Of course, they are now no longer a duo since Loops joined as a full time drummer, and expanding the band also came about through live gigs. “It’s something that probably should have happened sooner,” explains Herridge. “Laney’s probably been the most ideal fit. We’ve worked with other session drummers before, and we’d been looking for the right one for so long! Ollie knows how picky I can be! They’ve gotta be able to do this, they’ve gotta give this energy… I had a real particular idea of how I wanted the drummer to play and how I wanted the energy to be put out. The session drummers we worked with were all amazing, but you know when you watch a band and you know its a session drummer? I was watching videos back, and it feels weird. We saw Laney up in Sheffield one time, and you were playing with another band on the same bill.” He turns to Loops, and she nods.

“I remember watching and I was just nudging Ollie the whole time – that’s our drummer! I have to ask if she’ll do some session work! I came up to you after and was like ‘do you do any session work?’ And you were like ‘no’, and I was like ‘would you be open to trying it?’ And we got you down to Brighton for a few rehearsals and a couple of little gigs, and it was very quickly apparent that we didn’t wanna use anyone else. So last year we said ‘let’s make it official’.” “You’re a snake!” Horner interjects gleefully. “Took you to a sushi restaurant and that was it,” Herridge jokes. Loops laughs. She’s very reserved, which is surprising considering the ferocity of her drumming. “It was lovely sushi, that was what sold it! I live in Brighton now as well, my whole life has changed.” 

Snayx have a busy year ahead of them, including venturing to Poland and hitting the stage at 2000 Trees in July. Herridge is optimistic about the next steps for the band. “There’s a lot more exciting things on the horizon.

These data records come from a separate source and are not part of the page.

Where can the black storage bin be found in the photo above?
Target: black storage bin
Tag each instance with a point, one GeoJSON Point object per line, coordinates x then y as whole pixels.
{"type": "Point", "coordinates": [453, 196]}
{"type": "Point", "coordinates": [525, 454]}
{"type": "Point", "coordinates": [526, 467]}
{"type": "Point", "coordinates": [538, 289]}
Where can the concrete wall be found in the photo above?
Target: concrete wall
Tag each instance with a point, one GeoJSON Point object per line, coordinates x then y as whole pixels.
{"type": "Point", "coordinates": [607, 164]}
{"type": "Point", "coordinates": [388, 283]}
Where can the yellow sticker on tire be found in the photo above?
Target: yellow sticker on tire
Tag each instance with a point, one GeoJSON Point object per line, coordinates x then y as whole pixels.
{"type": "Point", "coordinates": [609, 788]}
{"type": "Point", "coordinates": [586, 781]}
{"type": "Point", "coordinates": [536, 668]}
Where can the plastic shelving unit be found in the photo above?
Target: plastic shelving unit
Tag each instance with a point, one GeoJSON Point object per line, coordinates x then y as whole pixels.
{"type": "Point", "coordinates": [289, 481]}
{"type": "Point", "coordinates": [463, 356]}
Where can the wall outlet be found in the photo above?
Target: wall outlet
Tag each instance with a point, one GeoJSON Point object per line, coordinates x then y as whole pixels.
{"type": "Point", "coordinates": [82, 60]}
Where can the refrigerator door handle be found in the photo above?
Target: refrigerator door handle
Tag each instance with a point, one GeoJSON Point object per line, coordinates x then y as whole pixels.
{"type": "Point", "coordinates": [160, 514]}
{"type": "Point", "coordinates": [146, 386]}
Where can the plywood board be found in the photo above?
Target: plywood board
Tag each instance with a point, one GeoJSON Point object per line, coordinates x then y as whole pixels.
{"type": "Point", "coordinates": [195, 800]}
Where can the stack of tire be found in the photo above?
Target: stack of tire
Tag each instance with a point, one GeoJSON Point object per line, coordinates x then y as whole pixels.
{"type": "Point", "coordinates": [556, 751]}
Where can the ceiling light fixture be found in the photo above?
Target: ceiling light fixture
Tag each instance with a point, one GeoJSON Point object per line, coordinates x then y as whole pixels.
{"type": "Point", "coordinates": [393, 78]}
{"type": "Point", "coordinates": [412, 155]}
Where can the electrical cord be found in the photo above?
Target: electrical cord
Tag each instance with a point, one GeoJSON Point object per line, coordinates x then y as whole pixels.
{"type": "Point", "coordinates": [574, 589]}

We’re back in the studio, we can’t reveal anything more than that. We’re really exploring again and taking the ‘Snayx sound’ to the next level, so keep your eyes peeled for this year,” he enthuses. If their next releases are anything like ‘Better Days’, they’ll be entering new territory, and we can only look forward to more vital, electronic, genre-smashing tunes. 


Snayx’s new EP ‘Better Days’ is out now.